Выбрать главу

— Алексей Андреевич, — сказала Даша, — дайте мне какого-нибудь лекарства, пожалуйста, чтобы мне перестать дрожать. — Он опомнился, встал, налил портвейну в свой стакан. Его глаза становились все непроницаемее для нее.

— Выпейте, — сказал он, — это лучшее лекарство. Это помогает от всего. Это испытано. Опьянеете — все пройдет.

От вина медленно и сладко началось в Даше какое-то оцепенение, отупение. Она смотрела теперь в потолок, по лицу ее катились слезы.
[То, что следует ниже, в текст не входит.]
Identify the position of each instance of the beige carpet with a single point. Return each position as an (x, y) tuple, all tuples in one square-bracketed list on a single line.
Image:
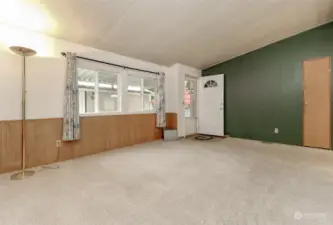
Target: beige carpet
[(228, 182)]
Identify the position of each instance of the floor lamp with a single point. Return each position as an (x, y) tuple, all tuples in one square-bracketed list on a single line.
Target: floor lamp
[(23, 52)]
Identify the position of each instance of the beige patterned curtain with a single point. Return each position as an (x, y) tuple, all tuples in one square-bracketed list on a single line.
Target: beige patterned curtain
[(71, 121), (160, 109)]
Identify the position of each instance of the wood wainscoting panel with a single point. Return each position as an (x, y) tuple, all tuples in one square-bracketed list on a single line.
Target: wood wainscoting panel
[(10, 145), (98, 134), (171, 120)]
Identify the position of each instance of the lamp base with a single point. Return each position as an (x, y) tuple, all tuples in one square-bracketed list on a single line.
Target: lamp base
[(22, 174)]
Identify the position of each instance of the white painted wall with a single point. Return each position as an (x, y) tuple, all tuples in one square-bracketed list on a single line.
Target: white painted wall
[(45, 73)]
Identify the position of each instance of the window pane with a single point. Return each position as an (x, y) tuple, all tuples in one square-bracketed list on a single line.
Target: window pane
[(108, 94), (149, 97), (86, 82), (90, 101), (134, 94)]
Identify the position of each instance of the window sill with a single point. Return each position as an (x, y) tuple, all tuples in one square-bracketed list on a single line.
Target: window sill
[(115, 113)]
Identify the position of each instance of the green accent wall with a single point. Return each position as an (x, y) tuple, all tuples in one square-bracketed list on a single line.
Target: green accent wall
[(264, 88)]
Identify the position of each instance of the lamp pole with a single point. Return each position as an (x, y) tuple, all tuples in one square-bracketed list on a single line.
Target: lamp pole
[(23, 52)]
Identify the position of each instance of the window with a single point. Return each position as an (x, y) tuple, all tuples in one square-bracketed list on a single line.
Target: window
[(141, 94), (105, 89), (190, 98), (97, 91), (210, 83), (149, 94)]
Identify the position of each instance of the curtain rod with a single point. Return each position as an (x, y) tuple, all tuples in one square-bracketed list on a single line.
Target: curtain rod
[(112, 64)]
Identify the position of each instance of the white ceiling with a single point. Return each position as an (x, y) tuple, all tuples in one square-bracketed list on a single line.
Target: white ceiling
[(199, 33)]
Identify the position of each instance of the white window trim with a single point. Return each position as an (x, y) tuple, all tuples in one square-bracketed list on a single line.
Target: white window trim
[(122, 92)]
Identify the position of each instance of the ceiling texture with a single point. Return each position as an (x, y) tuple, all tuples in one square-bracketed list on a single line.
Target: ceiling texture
[(198, 33)]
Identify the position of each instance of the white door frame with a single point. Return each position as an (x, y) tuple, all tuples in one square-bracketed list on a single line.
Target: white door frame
[(191, 119), (216, 104)]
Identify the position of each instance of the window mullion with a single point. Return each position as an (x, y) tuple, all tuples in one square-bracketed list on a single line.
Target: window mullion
[(96, 92), (142, 95)]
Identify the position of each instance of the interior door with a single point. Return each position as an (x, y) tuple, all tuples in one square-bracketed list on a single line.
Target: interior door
[(190, 105), (317, 103), (211, 105)]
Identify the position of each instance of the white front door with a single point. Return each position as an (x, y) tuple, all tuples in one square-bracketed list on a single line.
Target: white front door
[(211, 105), (190, 105)]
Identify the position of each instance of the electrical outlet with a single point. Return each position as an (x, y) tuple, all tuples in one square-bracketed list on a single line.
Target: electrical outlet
[(58, 143)]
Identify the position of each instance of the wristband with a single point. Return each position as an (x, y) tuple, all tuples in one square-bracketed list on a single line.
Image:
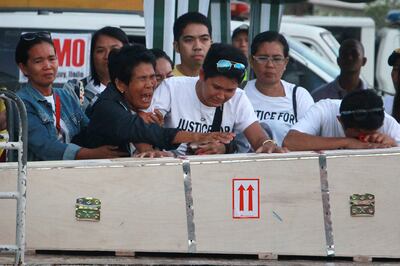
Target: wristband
[(268, 141)]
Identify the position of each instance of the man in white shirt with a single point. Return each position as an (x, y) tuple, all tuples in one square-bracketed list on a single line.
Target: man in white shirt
[(193, 103), (356, 122)]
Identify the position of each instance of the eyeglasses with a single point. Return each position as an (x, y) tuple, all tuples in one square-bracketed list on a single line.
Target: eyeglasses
[(362, 111), (30, 36), (264, 59), (224, 66)]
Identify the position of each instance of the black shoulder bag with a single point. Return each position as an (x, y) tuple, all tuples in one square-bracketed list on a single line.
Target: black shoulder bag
[(231, 147)]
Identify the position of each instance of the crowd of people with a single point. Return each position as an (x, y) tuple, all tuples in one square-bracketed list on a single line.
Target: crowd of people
[(136, 102)]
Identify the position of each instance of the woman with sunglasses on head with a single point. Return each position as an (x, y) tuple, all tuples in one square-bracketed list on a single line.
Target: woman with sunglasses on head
[(212, 102), (54, 117), (278, 104)]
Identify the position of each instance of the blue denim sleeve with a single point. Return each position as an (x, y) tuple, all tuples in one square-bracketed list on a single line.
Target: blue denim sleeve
[(42, 143)]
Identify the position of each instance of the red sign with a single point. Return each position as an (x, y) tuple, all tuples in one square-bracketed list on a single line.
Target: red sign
[(246, 198)]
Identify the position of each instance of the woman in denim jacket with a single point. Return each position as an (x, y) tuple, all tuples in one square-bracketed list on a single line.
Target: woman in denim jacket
[(54, 117)]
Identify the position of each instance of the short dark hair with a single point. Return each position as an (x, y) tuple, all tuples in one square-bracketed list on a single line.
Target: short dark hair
[(362, 109), (158, 53), (112, 32), (241, 28), (269, 36), (23, 47), (350, 43), (121, 62), (190, 18), (219, 51)]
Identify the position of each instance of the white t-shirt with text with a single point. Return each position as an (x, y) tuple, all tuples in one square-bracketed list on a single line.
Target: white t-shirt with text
[(177, 100), (276, 114)]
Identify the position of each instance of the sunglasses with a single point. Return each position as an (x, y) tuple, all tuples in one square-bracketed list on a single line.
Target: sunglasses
[(224, 66), (264, 59), (361, 114), (30, 36)]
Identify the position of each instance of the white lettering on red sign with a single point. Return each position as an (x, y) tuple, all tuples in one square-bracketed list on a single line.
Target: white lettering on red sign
[(246, 198)]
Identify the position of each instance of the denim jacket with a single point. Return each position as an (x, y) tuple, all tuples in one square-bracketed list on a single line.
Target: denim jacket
[(43, 143)]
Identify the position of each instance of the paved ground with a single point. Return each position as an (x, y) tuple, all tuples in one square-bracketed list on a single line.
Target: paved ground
[(54, 259)]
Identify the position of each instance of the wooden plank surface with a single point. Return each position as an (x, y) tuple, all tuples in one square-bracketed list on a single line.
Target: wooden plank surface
[(8, 183), (291, 220), (378, 174), (142, 208)]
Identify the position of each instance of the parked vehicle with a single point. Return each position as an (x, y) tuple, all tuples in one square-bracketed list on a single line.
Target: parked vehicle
[(306, 68), (361, 28)]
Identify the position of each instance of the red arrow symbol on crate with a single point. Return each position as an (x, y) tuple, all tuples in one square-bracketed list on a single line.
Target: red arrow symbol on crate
[(241, 198), (250, 189)]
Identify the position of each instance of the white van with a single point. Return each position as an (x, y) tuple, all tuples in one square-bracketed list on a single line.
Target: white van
[(318, 39), (361, 28), (304, 65)]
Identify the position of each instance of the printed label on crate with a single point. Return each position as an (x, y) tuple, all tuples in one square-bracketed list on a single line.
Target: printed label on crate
[(246, 198)]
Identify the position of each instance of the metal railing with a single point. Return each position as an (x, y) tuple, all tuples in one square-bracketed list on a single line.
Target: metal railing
[(20, 195)]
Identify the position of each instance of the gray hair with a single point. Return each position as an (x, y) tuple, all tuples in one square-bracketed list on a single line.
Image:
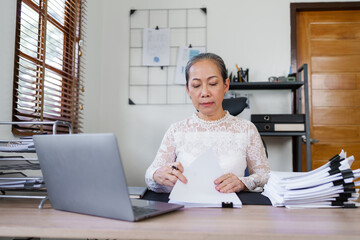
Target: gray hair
[(206, 56)]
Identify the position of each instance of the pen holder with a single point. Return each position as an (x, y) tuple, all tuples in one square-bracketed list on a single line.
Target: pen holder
[(243, 75)]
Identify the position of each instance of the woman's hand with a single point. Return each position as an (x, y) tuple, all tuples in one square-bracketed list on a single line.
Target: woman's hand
[(168, 175), (229, 183)]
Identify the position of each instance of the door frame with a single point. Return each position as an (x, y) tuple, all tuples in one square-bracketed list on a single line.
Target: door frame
[(303, 7), (315, 6)]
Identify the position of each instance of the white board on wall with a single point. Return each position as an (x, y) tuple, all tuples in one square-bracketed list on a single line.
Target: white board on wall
[(149, 85)]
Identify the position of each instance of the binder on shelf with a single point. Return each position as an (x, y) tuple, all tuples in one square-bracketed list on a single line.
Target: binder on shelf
[(280, 127), (278, 118)]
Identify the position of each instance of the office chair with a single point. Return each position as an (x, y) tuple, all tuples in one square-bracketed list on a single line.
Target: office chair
[(235, 106)]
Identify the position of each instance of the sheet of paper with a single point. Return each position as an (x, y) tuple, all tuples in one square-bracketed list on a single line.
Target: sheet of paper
[(200, 189), (156, 47), (184, 55)]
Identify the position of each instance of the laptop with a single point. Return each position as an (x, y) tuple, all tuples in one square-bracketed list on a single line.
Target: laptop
[(83, 173)]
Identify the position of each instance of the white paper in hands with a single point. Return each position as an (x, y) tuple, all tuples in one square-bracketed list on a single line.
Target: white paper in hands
[(200, 189)]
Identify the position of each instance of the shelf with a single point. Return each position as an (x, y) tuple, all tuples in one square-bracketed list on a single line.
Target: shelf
[(266, 85), (281, 134)]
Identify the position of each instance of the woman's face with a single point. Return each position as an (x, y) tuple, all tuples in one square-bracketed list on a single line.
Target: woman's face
[(206, 89)]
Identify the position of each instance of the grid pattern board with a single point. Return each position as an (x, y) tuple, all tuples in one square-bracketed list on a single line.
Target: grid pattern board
[(150, 85)]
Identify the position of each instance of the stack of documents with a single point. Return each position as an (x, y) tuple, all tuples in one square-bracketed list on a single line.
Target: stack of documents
[(23, 145), (200, 190), (18, 181), (331, 185)]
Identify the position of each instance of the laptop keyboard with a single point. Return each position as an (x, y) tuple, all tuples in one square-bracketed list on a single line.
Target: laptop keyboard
[(142, 211)]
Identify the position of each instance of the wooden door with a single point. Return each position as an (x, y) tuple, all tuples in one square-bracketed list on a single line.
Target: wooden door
[(329, 41)]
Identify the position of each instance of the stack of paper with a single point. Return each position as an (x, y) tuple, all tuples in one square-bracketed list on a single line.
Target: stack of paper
[(331, 185), (22, 145), (17, 181), (200, 190)]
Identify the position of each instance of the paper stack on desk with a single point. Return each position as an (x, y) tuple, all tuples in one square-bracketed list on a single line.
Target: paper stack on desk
[(331, 185), (200, 190)]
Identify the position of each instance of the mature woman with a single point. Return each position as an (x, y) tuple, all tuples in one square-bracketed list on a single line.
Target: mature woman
[(236, 142)]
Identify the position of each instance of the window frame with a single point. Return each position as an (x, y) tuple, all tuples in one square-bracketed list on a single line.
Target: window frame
[(72, 88)]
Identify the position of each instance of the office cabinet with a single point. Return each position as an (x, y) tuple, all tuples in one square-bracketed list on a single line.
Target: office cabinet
[(296, 89)]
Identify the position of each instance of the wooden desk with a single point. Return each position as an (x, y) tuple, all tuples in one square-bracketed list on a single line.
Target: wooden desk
[(21, 217)]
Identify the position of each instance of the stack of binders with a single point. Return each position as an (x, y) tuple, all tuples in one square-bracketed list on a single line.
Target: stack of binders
[(331, 185), (279, 122)]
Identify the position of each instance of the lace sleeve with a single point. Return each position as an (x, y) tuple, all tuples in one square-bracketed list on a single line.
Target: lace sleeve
[(257, 162), (165, 155)]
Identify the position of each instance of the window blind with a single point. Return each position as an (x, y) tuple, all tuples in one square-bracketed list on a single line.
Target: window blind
[(48, 83)]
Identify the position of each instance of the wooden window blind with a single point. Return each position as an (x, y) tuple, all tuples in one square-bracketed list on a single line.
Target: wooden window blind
[(49, 45)]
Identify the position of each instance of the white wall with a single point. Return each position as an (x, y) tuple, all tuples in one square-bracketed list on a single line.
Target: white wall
[(253, 34)]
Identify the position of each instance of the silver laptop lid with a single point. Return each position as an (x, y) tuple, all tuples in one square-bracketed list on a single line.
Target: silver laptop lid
[(83, 173)]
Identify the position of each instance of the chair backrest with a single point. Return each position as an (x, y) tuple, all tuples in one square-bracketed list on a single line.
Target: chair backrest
[(234, 105)]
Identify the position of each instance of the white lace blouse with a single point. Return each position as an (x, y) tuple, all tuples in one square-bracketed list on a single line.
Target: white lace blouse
[(236, 143)]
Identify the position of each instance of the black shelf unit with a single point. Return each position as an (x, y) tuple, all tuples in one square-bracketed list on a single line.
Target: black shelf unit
[(295, 88)]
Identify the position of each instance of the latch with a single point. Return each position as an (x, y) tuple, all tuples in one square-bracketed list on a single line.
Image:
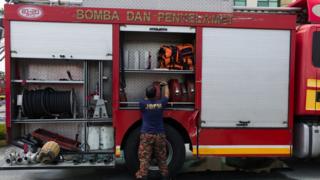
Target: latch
[(243, 123)]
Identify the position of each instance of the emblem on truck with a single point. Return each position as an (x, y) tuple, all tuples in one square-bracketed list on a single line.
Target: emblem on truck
[(316, 10), (30, 12)]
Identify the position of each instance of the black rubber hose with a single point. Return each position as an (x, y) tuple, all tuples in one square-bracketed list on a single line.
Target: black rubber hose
[(47, 102)]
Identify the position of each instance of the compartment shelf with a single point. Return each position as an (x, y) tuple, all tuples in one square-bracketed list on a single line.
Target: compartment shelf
[(25, 121), (48, 81), (159, 71), (187, 106)]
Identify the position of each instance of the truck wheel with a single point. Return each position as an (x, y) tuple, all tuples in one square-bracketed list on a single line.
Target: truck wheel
[(175, 152)]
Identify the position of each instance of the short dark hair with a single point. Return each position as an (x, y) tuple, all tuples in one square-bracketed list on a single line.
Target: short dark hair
[(151, 92)]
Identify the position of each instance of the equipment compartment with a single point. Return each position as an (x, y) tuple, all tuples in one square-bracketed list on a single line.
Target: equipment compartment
[(140, 66)]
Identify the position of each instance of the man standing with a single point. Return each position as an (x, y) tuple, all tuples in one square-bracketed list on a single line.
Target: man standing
[(152, 137)]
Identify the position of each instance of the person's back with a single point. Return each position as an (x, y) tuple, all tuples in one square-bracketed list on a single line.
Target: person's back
[(152, 137), (152, 115)]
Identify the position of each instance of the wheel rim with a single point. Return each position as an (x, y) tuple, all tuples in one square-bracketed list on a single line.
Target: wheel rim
[(153, 164)]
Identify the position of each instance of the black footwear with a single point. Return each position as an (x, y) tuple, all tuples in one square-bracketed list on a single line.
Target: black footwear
[(143, 178), (166, 178)]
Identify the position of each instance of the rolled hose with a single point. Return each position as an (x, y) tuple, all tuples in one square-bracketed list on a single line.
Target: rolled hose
[(47, 103)]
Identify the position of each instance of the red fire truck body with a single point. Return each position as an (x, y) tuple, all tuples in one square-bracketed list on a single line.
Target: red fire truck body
[(241, 138)]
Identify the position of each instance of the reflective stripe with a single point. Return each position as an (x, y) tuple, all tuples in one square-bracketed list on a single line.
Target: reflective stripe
[(118, 151), (313, 83), (243, 150)]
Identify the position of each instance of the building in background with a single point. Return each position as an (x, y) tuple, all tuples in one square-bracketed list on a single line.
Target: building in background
[(261, 3)]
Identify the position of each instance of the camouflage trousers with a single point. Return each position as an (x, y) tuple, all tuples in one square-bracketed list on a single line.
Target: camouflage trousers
[(152, 143)]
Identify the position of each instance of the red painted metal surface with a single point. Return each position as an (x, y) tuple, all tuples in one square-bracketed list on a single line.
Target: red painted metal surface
[(245, 137), (240, 20), (312, 6), (124, 119), (6, 24), (304, 67), (292, 80)]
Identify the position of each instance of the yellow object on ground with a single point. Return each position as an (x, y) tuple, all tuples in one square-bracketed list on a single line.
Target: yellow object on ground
[(48, 153)]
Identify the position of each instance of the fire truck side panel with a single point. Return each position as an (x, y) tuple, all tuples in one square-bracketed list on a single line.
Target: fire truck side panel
[(307, 81), (245, 77), (49, 40), (244, 142), (122, 120), (127, 118)]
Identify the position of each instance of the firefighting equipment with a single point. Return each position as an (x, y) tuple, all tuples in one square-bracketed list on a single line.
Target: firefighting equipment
[(157, 86), (181, 92), (48, 152), (190, 90), (178, 57), (175, 90)]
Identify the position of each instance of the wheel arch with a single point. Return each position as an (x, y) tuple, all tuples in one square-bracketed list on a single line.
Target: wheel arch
[(170, 121)]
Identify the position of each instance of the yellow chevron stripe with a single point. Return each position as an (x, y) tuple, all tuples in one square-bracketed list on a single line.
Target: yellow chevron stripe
[(118, 151), (242, 151), (313, 83)]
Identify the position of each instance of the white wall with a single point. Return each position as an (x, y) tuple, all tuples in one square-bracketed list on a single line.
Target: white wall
[(251, 3)]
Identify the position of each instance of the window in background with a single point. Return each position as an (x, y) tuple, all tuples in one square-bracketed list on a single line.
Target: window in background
[(240, 2), (268, 3)]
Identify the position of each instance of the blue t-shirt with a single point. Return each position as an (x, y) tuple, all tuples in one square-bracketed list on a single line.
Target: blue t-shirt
[(152, 115)]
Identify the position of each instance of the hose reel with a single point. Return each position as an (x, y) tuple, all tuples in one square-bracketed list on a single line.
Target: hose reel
[(47, 103)]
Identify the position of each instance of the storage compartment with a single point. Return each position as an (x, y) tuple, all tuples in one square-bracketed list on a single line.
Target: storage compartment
[(42, 89), (61, 40), (141, 63), (307, 140)]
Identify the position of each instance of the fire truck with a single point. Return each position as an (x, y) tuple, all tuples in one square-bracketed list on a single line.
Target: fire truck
[(76, 70)]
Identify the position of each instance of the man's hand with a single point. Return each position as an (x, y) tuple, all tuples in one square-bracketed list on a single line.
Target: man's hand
[(163, 83), (166, 89)]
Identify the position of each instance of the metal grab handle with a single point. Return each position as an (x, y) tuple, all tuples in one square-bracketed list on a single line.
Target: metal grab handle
[(243, 123)]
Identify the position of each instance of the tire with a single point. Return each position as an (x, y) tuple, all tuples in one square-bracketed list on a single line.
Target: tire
[(176, 151)]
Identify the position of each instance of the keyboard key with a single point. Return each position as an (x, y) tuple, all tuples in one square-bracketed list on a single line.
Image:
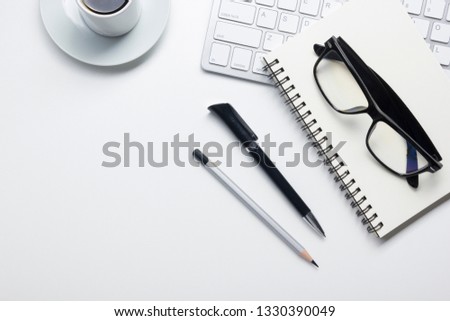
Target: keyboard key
[(219, 54), (288, 23), (241, 35), (272, 41), (435, 9), (290, 5), (330, 6), (423, 26), (413, 6), (307, 22), (267, 18), (241, 59), (259, 64), (310, 7), (269, 3), (440, 32), (443, 54), (237, 12)]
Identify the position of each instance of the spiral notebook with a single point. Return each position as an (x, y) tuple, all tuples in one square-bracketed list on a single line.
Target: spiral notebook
[(396, 51)]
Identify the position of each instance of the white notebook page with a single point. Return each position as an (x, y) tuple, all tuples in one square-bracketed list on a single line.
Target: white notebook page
[(396, 51)]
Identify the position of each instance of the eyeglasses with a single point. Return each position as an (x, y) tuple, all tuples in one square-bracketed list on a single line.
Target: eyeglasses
[(395, 139)]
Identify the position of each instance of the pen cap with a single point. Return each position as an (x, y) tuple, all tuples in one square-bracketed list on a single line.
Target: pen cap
[(198, 155), (235, 122)]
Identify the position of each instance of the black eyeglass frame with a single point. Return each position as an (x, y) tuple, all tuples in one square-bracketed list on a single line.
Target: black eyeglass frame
[(360, 70)]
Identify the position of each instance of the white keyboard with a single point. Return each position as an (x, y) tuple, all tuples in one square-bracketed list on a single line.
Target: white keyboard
[(241, 32)]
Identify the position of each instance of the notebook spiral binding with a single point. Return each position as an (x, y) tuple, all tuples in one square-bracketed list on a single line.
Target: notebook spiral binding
[(324, 148)]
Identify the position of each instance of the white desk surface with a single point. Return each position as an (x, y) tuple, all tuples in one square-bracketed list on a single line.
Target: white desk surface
[(71, 229)]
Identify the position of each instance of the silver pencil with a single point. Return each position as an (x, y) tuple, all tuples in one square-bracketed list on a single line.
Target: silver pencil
[(254, 207)]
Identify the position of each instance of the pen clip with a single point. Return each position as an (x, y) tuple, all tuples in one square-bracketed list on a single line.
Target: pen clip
[(235, 122)]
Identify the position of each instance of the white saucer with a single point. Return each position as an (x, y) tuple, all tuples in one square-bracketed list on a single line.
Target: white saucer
[(68, 30)]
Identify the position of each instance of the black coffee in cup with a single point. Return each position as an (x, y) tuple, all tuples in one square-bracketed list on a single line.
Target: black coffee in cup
[(105, 6)]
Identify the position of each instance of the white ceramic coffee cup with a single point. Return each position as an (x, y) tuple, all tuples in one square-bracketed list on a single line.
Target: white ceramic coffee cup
[(114, 24)]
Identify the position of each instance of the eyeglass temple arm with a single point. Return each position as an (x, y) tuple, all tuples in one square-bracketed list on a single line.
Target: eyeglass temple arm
[(319, 49), (411, 158)]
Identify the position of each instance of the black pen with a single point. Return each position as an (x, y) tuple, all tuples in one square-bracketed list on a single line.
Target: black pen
[(248, 138)]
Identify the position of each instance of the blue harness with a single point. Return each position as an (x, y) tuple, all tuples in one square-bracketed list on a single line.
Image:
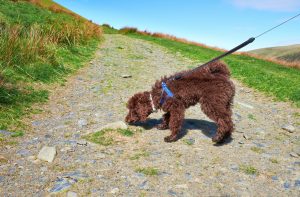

Ужасные гипсовые амуры, с толстыми как колбасы ножками, перебирали круглыми ручками мертвые гирлянды. «Я выбираю добро, а не счастье, и режу мир вдоль, — подумала она, — но сейчас: только забвение, оглушение». И внезапная легкость, с которой она задала ему совсем, в сущности, новый и никогда прежде не интересовавший ее вопрос, поразила ее самое:

— Алексей Андреевич, почему Дюмонтель покончила с собой?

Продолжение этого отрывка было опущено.